The winter of my seventeenth year, I returned to the community to visit my once-raucous playmate whose ill health had transformed her into a soft-spoken friend. The whites of her deep brown eyes had yellowed from liver complications. Her family and my own gathered around her bed, which was heaped with spinning-star quilts, and sang hymns whose Pennsylvania Dutch words I did not know, but whose meaning struck my heart with such clarity, tears slid down my cheeks.

One week later, I stood beside her grave, wearing a thick black headband to hide my newly pierced ears with the fake diamond studs that stabbed the tender skin of my neck and gave me a migraine further magnified by jaw-clenching grief. I remember how the somber community huddled around her family as if their physical presence could shield them, not only from the slashing wind and sleet, but from the reality that their dochder and schweschder's body was about to be placed into the cold, hard ground.

I left for college that summer, almost eighteen years to the day I had been born in Lancaster County, Pennsylvania. I was the first person in my immediate family to attempt a higher education. As I unpacked my flared Lucky jeans and beaded sweaters into wobbling dorm drawers, I thought I was leaving my Mennonite heritage along with a certain broad-shouldered, hazel-eyed man whose father had attended my father's Mennonite high school.

Three years, one death, and two lifetimes' worth of tribulations later, I realized that I had not lost the precious attributes surrounding my Plain heritage, so much as I had needed to go away in order to find myself.

I HIGHLY recommend this book!
A fantastic read, I could not put the book down.
I love the whole God can work all things for good" message in this book. The ending was fantastic, the entire book was a joy ride for me.
Petersheim really knows her stuff and has done her homework. She makes you feel as if you are living on each page of the story. I was so part of the story, it was so real to me.
I highly recommend this book. I gave it 5 stars. I have to say it is a book binge book!
I was given a copy of this book by the publisher and author for my honest review.


  1. I like the Amish books, this one sounds amazing.

  2. Yes, Yes, Yes! I definitely want to read this book! it sounds GREAT! Thank you again, Mary, for such a wonderful review!

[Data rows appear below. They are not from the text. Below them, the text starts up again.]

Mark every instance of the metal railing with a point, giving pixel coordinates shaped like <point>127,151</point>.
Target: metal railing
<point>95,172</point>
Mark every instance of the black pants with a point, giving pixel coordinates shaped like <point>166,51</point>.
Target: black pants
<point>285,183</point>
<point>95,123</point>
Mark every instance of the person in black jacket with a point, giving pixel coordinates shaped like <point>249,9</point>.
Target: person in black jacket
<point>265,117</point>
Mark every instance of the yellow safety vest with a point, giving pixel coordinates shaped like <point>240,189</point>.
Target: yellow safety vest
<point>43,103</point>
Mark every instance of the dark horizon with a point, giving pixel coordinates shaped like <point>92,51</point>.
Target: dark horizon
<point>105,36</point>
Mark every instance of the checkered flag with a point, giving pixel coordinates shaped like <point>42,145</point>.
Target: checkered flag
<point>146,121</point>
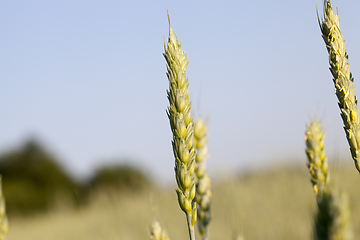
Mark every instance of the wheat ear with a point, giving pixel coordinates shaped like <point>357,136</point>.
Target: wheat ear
<point>342,77</point>
<point>332,218</point>
<point>203,192</point>
<point>4,225</point>
<point>157,232</point>
<point>181,123</point>
<point>317,160</point>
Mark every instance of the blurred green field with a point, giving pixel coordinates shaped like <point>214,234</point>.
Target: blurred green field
<point>274,204</point>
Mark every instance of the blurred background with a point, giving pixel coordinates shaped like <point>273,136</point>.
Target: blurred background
<point>83,96</point>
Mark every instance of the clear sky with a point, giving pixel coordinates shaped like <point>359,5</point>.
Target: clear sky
<point>87,78</point>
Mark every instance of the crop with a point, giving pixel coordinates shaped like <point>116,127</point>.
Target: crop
<point>332,218</point>
<point>203,192</point>
<point>179,113</point>
<point>4,225</point>
<point>342,77</point>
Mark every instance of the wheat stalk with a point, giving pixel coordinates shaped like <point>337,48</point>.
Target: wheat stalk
<point>203,192</point>
<point>317,160</point>
<point>342,77</point>
<point>332,218</point>
<point>157,232</point>
<point>4,225</point>
<point>181,123</point>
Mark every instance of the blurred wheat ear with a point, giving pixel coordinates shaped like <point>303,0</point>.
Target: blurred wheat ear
<point>342,77</point>
<point>4,225</point>
<point>157,232</point>
<point>317,159</point>
<point>332,218</point>
<point>181,123</point>
<point>203,192</point>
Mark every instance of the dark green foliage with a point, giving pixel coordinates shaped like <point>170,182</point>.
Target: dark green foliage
<point>33,181</point>
<point>124,178</point>
<point>332,218</point>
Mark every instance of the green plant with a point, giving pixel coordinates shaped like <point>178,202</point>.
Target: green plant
<point>342,77</point>
<point>157,232</point>
<point>317,159</point>
<point>332,218</point>
<point>4,225</point>
<point>179,113</point>
<point>203,192</point>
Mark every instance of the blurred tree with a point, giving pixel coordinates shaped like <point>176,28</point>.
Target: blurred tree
<point>33,180</point>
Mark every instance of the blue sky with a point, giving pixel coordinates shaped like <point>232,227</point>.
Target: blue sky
<point>87,78</point>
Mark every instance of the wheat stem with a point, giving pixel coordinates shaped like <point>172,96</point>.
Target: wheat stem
<point>181,123</point>
<point>342,77</point>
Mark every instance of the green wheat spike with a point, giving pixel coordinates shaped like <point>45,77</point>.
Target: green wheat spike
<point>343,80</point>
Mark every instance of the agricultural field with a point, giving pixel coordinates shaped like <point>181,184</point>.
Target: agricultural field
<point>273,204</point>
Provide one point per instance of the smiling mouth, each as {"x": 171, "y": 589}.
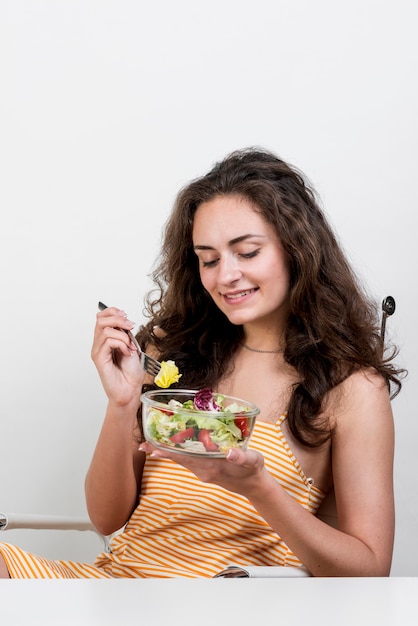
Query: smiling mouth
{"x": 240, "y": 294}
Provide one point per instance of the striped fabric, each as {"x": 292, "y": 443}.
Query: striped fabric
{"x": 186, "y": 528}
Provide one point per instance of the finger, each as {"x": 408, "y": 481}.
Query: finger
{"x": 245, "y": 458}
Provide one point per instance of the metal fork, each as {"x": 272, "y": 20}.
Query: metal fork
{"x": 148, "y": 363}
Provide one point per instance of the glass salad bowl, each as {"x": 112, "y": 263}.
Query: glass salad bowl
{"x": 201, "y": 423}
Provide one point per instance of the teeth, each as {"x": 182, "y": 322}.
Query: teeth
{"x": 238, "y": 295}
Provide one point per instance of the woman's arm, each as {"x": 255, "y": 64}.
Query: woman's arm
{"x": 362, "y": 465}
{"x": 113, "y": 479}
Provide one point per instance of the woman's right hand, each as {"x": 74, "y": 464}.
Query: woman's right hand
{"x": 116, "y": 357}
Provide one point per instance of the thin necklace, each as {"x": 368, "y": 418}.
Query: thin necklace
{"x": 262, "y": 351}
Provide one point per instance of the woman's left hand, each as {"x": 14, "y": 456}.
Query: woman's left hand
{"x": 240, "y": 471}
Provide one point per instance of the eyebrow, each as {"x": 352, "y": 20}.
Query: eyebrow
{"x": 232, "y": 242}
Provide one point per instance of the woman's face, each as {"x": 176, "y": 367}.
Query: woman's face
{"x": 241, "y": 261}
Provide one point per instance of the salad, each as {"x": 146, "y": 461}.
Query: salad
{"x": 202, "y": 424}
{"x": 168, "y": 374}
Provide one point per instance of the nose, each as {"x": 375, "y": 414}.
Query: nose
{"x": 229, "y": 270}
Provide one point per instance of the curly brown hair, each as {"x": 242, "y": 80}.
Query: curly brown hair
{"x": 333, "y": 326}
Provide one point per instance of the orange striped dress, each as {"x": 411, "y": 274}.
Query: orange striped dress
{"x": 186, "y": 528}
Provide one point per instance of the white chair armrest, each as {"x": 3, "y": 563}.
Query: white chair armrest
{"x": 11, "y": 521}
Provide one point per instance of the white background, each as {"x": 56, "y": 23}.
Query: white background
{"x": 107, "y": 107}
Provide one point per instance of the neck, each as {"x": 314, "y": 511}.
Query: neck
{"x": 273, "y": 351}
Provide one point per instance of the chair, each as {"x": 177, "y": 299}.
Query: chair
{"x": 327, "y": 513}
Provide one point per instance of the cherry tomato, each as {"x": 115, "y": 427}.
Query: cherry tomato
{"x": 181, "y": 436}
{"x": 242, "y": 424}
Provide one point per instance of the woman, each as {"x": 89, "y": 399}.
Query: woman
{"x": 255, "y": 299}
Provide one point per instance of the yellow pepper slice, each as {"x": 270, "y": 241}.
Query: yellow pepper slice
{"x": 168, "y": 374}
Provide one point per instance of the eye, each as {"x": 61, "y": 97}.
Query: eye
{"x": 250, "y": 255}
{"x": 209, "y": 263}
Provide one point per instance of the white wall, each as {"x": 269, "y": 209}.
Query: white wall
{"x": 107, "y": 107}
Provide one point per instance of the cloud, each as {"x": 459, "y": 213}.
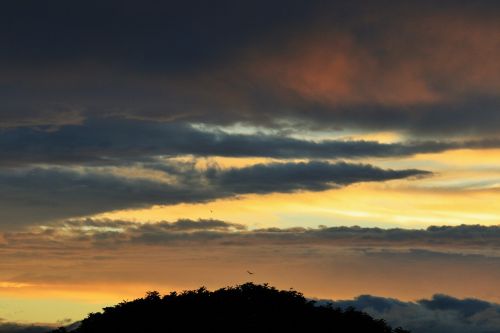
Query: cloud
{"x": 119, "y": 141}
{"x": 463, "y": 242}
{"x": 441, "y": 313}
{"x": 43, "y": 193}
{"x": 8, "y": 327}
{"x": 317, "y": 63}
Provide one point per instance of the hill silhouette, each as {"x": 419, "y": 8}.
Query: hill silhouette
{"x": 244, "y": 308}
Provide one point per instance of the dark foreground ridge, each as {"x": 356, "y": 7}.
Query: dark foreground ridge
{"x": 244, "y": 308}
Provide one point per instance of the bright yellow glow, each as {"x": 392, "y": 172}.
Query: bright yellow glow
{"x": 464, "y": 189}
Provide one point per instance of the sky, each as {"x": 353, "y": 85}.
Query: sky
{"x": 341, "y": 148}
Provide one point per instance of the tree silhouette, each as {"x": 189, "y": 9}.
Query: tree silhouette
{"x": 244, "y": 308}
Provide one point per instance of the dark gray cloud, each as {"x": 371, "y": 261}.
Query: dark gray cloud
{"x": 115, "y": 141}
{"x": 465, "y": 242}
{"x": 40, "y": 194}
{"x": 9, "y": 327}
{"x": 228, "y": 62}
{"x": 439, "y": 314}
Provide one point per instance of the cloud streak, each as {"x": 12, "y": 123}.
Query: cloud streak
{"x": 40, "y": 194}
{"x": 318, "y": 64}
{"x": 118, "y": 141}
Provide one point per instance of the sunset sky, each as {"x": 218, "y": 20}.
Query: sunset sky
{"x": 340, "y": 148}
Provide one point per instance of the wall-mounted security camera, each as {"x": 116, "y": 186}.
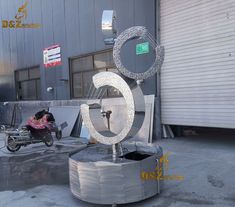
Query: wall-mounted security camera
{"x": 50, "y": 89}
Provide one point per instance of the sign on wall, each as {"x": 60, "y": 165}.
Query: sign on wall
{"x": 142, "y": 48}
{"x": 52, "y": 56}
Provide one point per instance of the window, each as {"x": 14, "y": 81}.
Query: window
{"x": 83, "y": 68}
{"x": 28, "y": 84}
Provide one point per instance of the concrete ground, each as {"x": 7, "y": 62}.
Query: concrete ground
{"x": 206, "y": 162}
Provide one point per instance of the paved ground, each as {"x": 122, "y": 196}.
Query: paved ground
{"x": 207, "y": 163}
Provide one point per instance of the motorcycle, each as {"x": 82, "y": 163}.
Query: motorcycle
{"x": 37, "y": 130}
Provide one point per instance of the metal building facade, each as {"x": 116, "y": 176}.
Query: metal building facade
{"x": 73, "y": 24}
{"x": 198, "y": 75}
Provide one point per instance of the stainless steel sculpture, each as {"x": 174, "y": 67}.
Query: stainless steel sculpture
{"x": 101, "y": 174}
{"x": 135, "y": 108}
{"x": 129, "y": 34}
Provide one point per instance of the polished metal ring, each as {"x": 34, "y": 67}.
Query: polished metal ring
{"x": 127, "y": 35}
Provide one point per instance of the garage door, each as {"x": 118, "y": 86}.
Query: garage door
{"x": 198, "y": 75}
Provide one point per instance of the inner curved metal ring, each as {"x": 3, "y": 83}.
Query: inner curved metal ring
{"x": 134, "y": 102}
{"x": 127, "y": 35}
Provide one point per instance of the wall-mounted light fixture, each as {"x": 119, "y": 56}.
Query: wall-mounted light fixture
{"x": 108, "y": 26}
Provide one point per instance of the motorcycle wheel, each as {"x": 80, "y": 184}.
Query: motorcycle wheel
{"x": 11, "y": 145}
{"x": 49, "y": 140}
{"x": 58, "y": 134}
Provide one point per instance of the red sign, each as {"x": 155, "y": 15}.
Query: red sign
{"x": 52, "y": 56}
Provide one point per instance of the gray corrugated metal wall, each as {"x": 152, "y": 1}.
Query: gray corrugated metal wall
{"x": 198, "y": 75}
{"x": 74, "y": 24}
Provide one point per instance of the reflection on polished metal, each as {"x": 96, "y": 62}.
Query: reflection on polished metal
{"x": 134, "y": 103}
{"x": 129, "y": 34}
{"x": 95, "y": 178}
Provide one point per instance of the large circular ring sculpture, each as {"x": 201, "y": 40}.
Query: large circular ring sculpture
{"x": 100, "y": 176}
{"x": 134, "y": 103}
{"x": 127, "y": 35}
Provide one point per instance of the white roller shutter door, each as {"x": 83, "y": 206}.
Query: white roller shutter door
{"x": 198, "y": 74}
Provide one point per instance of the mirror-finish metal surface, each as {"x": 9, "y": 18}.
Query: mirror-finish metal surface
{"x": 135, "y": 108}
{"x": 95, "y": 178}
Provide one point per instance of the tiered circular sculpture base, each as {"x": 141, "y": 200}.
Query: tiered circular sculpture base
{"x": 96, "y": 178}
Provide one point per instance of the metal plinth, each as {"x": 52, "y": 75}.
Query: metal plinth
{"x": 96, "y": 178}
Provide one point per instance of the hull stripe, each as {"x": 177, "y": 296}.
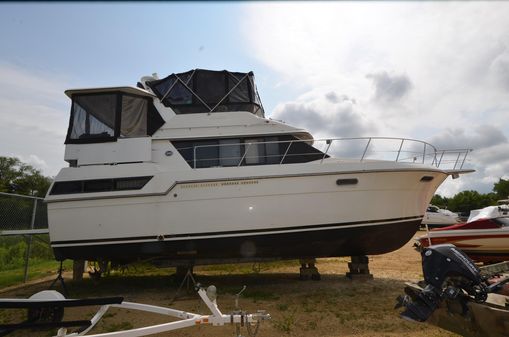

  3. Thanks, Mary for the great review. I want to read this one too.

  4. I am looking forward to reading this book also! Loved your review Mary. I have The Outcast but haven't read it yet.

    Judy B

  5. Sounds like a great book. Thank you for your reviews.

  6. Hello Mary. I have been watching this book and wanting a lot, but haven't gotten that lucky yet. I liked your excitement about this book. I don't have a book by Jolina yet but would sure love to have this one. Thanks for a chance.
    Maxie > mac262(at)me(dot)com <

  7. I have read so many great things about this book and I can't wait to read it. Thank you, Mary.

  8. Thank you for the wonderful review, Mary! I appreciate it so much!

  9. This is such an amazing story. I have had the privilege to read both, The Outcast and The Midwife. All I can say is that I'm anxiously awaiting Jolina's next novel.
    Great review, Mary!

  10. This sounds incredible. I hope that I will have a chance to read this one! Sonja dot Nishimoto at gmail dot com

  11. This book sounds really good. Thanks for the great review.